Furthermore, it hardly helps the government’s case to cite Nehru’s 1954 blunder in acknowledging the “Tibet region of China” but to ignore the correction course followed by all subsequent governments. Moreover, as a trade accord whose eight-year term expired decades ago, the 1954 deal not only was initialled in a poisoned atmosphere of intense Chinese pressures, which are not present today, but it also fell short of putting India’s legal stamp on China’s annexation of any part of Tibet.

The official defence of the new formulation also echoes a fatalism that has long underpinned the Indian debate on Tibet. The line of reasoning is that because the original 1954 sin left India with little leverage, Vajpayee has sought to make the best of a bad situation. This is a flawed and dangerous logic.

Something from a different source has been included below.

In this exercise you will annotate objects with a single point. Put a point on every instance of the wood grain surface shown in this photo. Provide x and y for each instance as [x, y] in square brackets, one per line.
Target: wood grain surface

A nation can always undo a mistake and regain leverage, first by adding ambiguities to its policy and then by gradually finessing and leveraging its position. This is precisely what India needs to do on

Tibet and Taiwan to halt Chinese cartographic aggression against it. But Vajpayee, to the surprise of his well-wishers, has done just the opposite. He gratuitously recorded that India’s “one-China policy remains unaltered”, without making Beijing similarly commit to a one-India policy, and now admits there is no “ambiguity or inconsistency” on India’s Tibet stand.

The Tibet concession would encourage Pakistani intransigence on Kashmir and worsen India’s image problem in a neighbourhood where New Delhi has a record of having betrayed many friends over the years — from Baluchi and Sindhi nationalists in Pakistan to political allies in Sri Lanka and Nepal. It would help strengthen the impression that India respects foes more than friends.